As healthcare practitioners of every discipline know, sometimes what the patient is presenting with does not tell the whole story of what is triggering their health issue. And sometimes, there’s a root cause yet to be discovered. Even more, patients can struggle to heal if other parts of their overall health and wellness are not being addressed.
This understanding is what compelled Pranjali Sathe, PT, DPT, OCS, cert-MDT, FMCHC, a board-certified orthopaedic physical therapist at MetroHealth Rehabilitation Institute who has been in practice for 20 years, to think more deeply about her patients. Being certified in Mechanical Diagnosis and Therapy (MDT), Pranjali has worked with patients with all kinds of neuromusculoskeletal conditions that have resulted in pain and mobility issues in the neck, shoulders, back, arms, hands, legs and ankles.

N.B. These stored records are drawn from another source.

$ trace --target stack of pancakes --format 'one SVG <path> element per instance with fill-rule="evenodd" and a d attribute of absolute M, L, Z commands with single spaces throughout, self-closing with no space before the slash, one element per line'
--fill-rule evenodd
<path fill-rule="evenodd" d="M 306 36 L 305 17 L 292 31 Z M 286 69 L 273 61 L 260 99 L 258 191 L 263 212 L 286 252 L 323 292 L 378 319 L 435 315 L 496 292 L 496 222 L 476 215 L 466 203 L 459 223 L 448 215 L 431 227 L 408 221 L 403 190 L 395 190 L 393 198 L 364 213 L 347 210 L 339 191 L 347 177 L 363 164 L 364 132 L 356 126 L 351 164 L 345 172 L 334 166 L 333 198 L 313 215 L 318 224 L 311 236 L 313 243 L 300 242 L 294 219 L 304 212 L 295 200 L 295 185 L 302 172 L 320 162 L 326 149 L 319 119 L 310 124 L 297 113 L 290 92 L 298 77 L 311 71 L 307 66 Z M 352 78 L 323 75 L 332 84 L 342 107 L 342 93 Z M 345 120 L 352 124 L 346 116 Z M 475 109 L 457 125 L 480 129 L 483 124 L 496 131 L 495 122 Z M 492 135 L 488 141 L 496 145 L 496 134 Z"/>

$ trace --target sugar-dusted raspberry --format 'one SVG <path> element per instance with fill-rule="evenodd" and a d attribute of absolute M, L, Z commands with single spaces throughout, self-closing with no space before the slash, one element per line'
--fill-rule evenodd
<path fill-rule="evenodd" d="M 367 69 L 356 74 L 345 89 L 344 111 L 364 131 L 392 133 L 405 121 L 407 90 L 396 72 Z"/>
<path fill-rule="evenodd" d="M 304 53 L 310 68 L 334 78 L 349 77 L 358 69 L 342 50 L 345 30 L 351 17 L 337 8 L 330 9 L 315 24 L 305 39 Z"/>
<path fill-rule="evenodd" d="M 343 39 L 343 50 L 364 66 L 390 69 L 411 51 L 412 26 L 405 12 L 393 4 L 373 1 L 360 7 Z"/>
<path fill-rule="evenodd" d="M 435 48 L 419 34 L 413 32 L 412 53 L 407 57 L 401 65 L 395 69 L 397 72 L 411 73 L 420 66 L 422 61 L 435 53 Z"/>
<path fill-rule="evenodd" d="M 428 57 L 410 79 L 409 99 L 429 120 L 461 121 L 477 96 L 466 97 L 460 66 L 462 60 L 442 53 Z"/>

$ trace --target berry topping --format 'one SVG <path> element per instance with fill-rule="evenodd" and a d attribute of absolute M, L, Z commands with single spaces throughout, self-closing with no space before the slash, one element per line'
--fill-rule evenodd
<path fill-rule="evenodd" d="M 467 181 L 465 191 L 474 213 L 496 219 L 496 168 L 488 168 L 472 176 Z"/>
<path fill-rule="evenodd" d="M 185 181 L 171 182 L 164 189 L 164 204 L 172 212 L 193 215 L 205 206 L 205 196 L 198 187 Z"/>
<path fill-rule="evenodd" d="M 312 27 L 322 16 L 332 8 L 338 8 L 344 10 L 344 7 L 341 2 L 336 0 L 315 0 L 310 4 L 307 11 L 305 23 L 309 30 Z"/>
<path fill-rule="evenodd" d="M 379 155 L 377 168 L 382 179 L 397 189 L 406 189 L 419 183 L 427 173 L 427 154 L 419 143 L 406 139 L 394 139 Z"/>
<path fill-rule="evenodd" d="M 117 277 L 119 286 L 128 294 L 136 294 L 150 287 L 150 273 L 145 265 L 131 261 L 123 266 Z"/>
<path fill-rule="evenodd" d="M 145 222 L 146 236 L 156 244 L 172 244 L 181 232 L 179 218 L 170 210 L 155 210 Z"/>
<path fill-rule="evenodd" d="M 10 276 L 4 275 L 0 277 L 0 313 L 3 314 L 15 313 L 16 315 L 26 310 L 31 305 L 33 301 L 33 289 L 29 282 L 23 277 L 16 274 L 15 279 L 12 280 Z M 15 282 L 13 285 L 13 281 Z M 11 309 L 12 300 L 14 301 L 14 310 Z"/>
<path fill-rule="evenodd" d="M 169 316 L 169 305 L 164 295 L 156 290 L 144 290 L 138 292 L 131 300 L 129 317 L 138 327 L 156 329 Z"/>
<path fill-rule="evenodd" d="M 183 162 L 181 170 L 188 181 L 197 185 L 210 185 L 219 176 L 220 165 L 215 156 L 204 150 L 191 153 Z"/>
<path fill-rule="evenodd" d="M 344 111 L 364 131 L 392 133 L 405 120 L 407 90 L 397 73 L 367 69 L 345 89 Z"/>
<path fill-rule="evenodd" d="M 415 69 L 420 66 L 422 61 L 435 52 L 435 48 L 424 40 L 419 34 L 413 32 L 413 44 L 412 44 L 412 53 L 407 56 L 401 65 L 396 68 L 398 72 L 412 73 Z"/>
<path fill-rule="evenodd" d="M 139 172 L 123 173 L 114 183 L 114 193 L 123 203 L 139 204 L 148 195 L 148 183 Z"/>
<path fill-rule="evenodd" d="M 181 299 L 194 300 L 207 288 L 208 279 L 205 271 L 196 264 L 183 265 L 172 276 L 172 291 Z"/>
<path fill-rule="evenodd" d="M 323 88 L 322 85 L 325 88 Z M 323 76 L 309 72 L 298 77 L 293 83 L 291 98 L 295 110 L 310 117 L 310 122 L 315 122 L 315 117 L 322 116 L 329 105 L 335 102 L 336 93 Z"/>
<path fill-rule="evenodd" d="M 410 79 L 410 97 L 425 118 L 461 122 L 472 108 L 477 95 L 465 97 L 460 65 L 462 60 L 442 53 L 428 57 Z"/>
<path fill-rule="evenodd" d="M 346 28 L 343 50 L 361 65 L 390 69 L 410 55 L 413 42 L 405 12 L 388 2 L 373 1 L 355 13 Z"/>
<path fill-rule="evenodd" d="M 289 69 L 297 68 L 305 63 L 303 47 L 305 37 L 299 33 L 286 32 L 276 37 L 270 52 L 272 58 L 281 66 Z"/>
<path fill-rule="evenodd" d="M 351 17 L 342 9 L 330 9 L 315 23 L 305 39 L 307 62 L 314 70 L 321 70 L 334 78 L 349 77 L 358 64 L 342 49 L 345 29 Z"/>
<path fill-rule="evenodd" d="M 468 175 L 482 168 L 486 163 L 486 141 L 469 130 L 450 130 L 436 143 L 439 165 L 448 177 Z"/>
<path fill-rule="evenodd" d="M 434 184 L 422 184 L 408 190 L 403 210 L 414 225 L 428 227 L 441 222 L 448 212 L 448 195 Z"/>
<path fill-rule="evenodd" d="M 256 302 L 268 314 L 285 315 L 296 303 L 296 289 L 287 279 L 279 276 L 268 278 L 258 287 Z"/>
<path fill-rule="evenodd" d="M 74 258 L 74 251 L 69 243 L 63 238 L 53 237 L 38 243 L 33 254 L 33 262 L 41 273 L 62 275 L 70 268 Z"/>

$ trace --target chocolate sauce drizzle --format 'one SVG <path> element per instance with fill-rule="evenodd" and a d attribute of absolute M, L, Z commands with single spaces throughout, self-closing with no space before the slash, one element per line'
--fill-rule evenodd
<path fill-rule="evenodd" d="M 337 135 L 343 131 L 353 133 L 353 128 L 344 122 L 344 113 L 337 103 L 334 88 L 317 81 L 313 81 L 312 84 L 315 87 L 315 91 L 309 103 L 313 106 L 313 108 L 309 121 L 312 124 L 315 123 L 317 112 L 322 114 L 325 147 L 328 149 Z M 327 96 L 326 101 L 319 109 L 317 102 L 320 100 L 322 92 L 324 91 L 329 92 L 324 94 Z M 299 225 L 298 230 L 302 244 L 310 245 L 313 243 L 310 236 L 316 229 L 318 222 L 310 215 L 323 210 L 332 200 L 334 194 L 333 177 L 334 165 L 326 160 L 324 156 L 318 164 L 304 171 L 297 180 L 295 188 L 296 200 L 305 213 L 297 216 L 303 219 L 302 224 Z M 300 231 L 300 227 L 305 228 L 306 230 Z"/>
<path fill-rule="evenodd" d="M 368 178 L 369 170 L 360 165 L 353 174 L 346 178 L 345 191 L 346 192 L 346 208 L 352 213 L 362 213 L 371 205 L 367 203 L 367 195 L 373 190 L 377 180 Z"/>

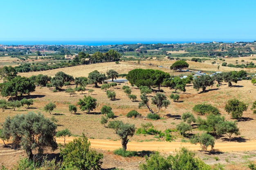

After reading Immune Resilience: The Breakthrough Plan to Protect Your Body and Fight Disease, Pranjali—a lifelong learner—realized her patients could benefit from her having a more holistic approach to their physical therapy. Shortly after, she began the year-long certification process in functional medicine.
“Functional medicine takes a science-based approach to whole health,” she explains. “It’s a behavioral change specialty that focuses on five key areas that directly affect how well a patient heals and recovers from an illness or injury.”
The five areas are:
- Sleep
- Exercise
- Nutrition
- Stress
- Relationship
In early 2024, Pranjali became MetroHealth’s only functional medicine-certified health coach. She regularly brings the principles of functional medicine into her physical therapy practice with ortho patients. These principles she incorporates include functional medicine, functional nutrition, positive psychology and
mind-body medicine.
“It’s very applicable to the work we do in physical therapy,” she explains. “By adding this specialty, I’m bringing a more science-based holistic approach that, at times, helps get to the root cause of what a patient is experiencing.”
Case in point: Pranjali was providing physical therapy to a patient with persistent knee pain. Pranjali was treating her mechanically but still felt like there was an underlying cause of the pain that wasn’t being identified. Pranjali began to inquire about some of the lifestyle factors that she knew could affect her patient’s progress.
During that discussion, she learned the patient had started having knee pain about the same time she’d switched her diet, which now included more red meat and pasta. Together, they brainstormed how the patient could modify her diet to see if it impacted her pain at all.
“Through my motivational interviewing, the patient decided to refrain from red meat, switch to whole grain pasta and add in more vegetables,” Pranjali says.
At the next PT visit two weeks later, the patient reported no pain.
Pranjali saw similar results in another patient dealing with shoulder pain. Again, Pranjali led with the MDT approach and determined the shoulder pain was coming from a neck issue. She gave the patient some exercises to do until their next visit. By the third visit, the patient was doing a little better, but Pranjali thought there seemed to be something else they needed to address. She inquired about the key lifestyle factors, which prompted the patient to share that she only slept two to three hours a night—and it had been that way for years.
They talked about the patient’s habits before bed: eating dinner and snacks right before trying to sleep, doing puzzles beforehand, being on her phone late, and sleeping with the TV on all night. While Pranjali knew none of those habits were good sleep hygiene, she also knew that she needed to guide the patient to that understanding—and a solution—instead of just telling her that.
“I asked, ‘What do you think you can do about the TV?’ and she replied, ‘Turn it off.‘ Then I asked, ‘What do you think you can do about eating food so late?’ and she replied, ‘Eat a couple hours earlier.’ One by one, I went down the list of negative habits and asked her how she thought she could address it. The solutions were all hers, which is necessary for sustainability,” Pranjali says.
At her next visit a couple of weeks later, the patient reported she was sleeping six hours a night—the first time in years. Pranjali says she was amazed how the solution to her chronic sleep deprivation was so simple yet so effective.
“The functional medicine mindset is changing the way I practice. It is so satisfying to see the results,” Pranjali says. “There are tremendous benefits for patients when physical therapy and functional medicine are brought together. Patients feel more holistically seen and heard—and so many factors affect recovery. When they are part of the solution, the result is more sustainable.”